When Mother Dear finishes typing, she hands the application to the man to take to the city employment office. He studies it. There are no blanks. He shakes his head like a boss to a personal secretary.

"Mother Dear, you are so sweet," he says, and kisses her on the cheek.

Mother Dear may be sweet but she is also tough. You have to be to do what she does. Her real name is the Rev. Annie Woodridge and for the past 20 years she has been doing good in Washington, operating her Mother Dear's Community Center where people who have problems that must be solved now come for solutions.

Enter the community center at 1707 14th St. NW, and there are lines of people waiting to see her who say they need food now, clothes now, help with the oil bill. Now.

In the backroom of her two room center, three volunteer women work out on sewing machines, altering clothes for oversized mental patients whom she will visit later in the day. Out front, where the lines are, needy people are picking up government issue butter that Mother Dear has agreed to distribute.

After the ex-convict leaves, a woman who has no place to live takes a seat next to Mother Dear, who whips out a black book of telephone numbers of places for homeless women and starts dialing away. No luck, every place is already overcrowded. Mother Dear tells the woman not to worry. If all else fails, the woman can stay with her.

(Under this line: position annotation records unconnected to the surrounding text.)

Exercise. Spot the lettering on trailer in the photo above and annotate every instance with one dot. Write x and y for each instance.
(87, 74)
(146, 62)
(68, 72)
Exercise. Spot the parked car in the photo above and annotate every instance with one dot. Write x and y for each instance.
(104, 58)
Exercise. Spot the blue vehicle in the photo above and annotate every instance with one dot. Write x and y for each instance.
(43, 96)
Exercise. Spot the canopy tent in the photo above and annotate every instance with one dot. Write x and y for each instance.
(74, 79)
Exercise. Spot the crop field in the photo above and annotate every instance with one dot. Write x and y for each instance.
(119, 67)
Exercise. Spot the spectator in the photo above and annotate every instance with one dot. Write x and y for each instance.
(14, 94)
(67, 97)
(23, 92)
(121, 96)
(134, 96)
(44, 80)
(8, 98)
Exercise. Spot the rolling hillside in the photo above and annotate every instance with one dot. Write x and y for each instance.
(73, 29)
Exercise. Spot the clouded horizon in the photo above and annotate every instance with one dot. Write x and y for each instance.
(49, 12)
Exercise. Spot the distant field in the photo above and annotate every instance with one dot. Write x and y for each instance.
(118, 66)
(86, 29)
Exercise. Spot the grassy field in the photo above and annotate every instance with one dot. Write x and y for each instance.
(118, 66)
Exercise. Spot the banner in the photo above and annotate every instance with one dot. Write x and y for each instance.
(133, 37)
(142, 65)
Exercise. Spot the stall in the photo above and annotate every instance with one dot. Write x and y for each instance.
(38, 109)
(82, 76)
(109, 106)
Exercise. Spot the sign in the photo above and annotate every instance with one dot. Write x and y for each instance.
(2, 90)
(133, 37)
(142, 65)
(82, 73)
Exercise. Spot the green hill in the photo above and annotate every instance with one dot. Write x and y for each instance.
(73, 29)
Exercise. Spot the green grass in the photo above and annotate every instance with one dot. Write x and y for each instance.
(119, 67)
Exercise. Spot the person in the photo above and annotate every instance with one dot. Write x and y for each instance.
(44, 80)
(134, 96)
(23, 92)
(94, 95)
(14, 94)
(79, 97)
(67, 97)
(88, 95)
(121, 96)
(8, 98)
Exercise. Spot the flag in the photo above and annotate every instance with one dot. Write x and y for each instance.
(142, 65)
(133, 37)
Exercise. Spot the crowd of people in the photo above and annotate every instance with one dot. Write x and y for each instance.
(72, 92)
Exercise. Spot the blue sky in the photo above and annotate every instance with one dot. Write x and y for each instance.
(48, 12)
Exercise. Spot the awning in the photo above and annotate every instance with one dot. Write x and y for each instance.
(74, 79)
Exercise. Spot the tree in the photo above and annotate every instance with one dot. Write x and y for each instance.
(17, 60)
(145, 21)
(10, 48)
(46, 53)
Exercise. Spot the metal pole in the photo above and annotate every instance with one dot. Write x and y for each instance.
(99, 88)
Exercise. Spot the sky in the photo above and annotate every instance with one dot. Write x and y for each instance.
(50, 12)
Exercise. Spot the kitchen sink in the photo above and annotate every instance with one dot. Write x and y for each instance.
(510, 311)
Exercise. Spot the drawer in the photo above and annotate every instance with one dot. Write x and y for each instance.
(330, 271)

Here is a woman of substance. Her personality is magnetic, her character compelling. A storefront preacher in a town where there are many imitators, she is the real McCoy. In a town filled with political hipsters, educated and elected to solve the social problems of the day, Mother Dear stands out as a doer. While other talk about their ideas and legislative packages which if implemented may do some good somewhere down the line, Mother Dear deals with the here and the now. The people she deals with can't always wait for the law to pass. They need help now.

Her telephone rings night and day. Sometimes she looks so tired the people who have come to her for help ask if they can come back. Nonsense, says Mother Dear. She sees about 200 people a week. She preaches a church service twice a week, conducts funerals and weddings. She visits with the mentally ill and counsels the unemployed and ex-offenders.

"Sometimes you can help people, sometimes you can't," says Mother Dear, who is 54. "But you can always say something to help people cope. What I'm seeing out here is a lot of people who have tremendous stress on them. Stress causes strain and strain causes mental problems. Once you lose your good mind, then it becomes real tough to get yourself together."

Mother Dear, who was born

in New Orleans, came to

Washington in 1957 and

helped start a program

called Jobs for Teens, which was run out of her house then located on Bates Street NW. When the youth arrived for counseling, they would hear Woodridge's children refer to her as "mother dear." The name stuck.

On the wall of her community center is a certificate of appreciation that Mayor Marion Barry awarded to her in September. In 1979, she was honored by Howard University's Black Women's symposium and nominated from Washington for the National Mother of the Year award.

During a recent meeting here with ambassadors from black Africa, she was told that her work as a community servant would distinguish her back home as a "chief mama," and entitled her to sit next to the chief himself.

Whe she was in the Soviet Union in 1968 as part of a religious goodwill mission, the Russians bestowed on her the honor of "Twice Hero Mother." In that sprawling but sparsely populated country, women with five children are known as "hero mothers." Woodridge has 13.

With honorifics like those, she must be good.

"I try to remind everybody that destiny makes us brothers," said Mother Dear. "Nobody goes his way alone. If you have yours, don't stand back and laugh at the other fellow who hasn't got his. I say, Reach out and touch people's lives. The Lord says, Blessed is he who gives a drink of water in my name. It doesn't take much. I say, if you lift somebody up as you go up, we'll all rise together."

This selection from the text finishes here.